In an effort to make this blog at least moderately informative, I am planning to do some research. First on my reading list is Not Buying It: My Year without Shopping by Judith Levine (which I found in the local library). Ms. Levine and her partner embarked on their no-buying project in 2004. They gave up almost all buying—not just new stuff, but also (nonstuff) entertainment, services, and used stuff. They went so far as to cut out meals in restaurants and movie rentals.

That said, like me, they started out the experiment with plenty—so in the grand scheme, “going without” wasn’t going without much. Between them Ms. Levine and her partner had two houses, one apartment, two cars, a truck, and what sounds to me like more than enough skiing equipment. (For sake of comparison, I have one condo, one car, one fancy new road bike, and enough running clothes and gear to run four or five times a week, any week of the year.) I am only three chapters into Not Buying It and not sure what conclusions Ms. Levine reached by the end of her effort, but just skimming the reviews on Amazon makes me want to reevaluate the worth of most of the items in my home.

In any case, with research in mind, I’ve created an NSE reading list. You’ll notice that it is very short at the moment. Dozens of books about American consumerism and living simply are out there, and so I’ve included on this list only books that I’ve already read or that have been recommended to me. This is a living list, folks, so please pass along your own recommendations.

On New Year’s Eve, about twenty minutes before our guests arrived, I used the last six inches of my roll of aluminum foil. I was in the midst of preparing a five-course Italian feast and opted not to run out to the store to replenish my supplies. Needless to say, I have deemed aluminum foil a nonessential item and will be living without it for the next six months. OK, full disclosure: under the sink I have a couple small pieces of foil, including those last six inches, that have been washed and are available for reuse, but none are large enough to cover a 9×9- or 13×9-inch baking pan. Will I have to forgo lasagna and gratins?

I suffered a second casualty this morning when I pulled my citrus juicer out of the dishwasher and discovered it had cracked (but not yet split) nearly in half. We received a huge box of oranges as a Christmas gift this year, and my boyfriend-o, Channing, has been working double-duty using the juicer to crank out fresh orange juice for weekend brunches. Depending on how upset he is when he discovers the problem (he is presently asleep), we may have look for a used one on Freecycle.
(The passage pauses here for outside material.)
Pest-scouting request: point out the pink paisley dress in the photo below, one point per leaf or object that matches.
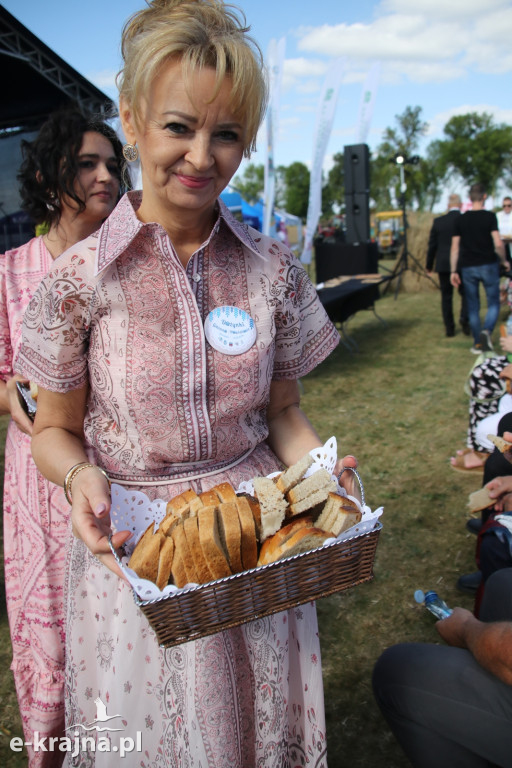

Aluminum foil and juicer aside, the first day of the experiment went exceptionally well: I learned that Bernice and her husband, Dave, have decided to join us, at least for a month, and our friend Ed is interested in trying out the experiment as well. Ed seemed to lose a little of his eagerness, though, when I told him I was not planning to purchase any tissues for six months. (I use handkerchiefs and don’t purchase a lot of tissues anyway.) In any case, looks like we may have some guest posts in the future!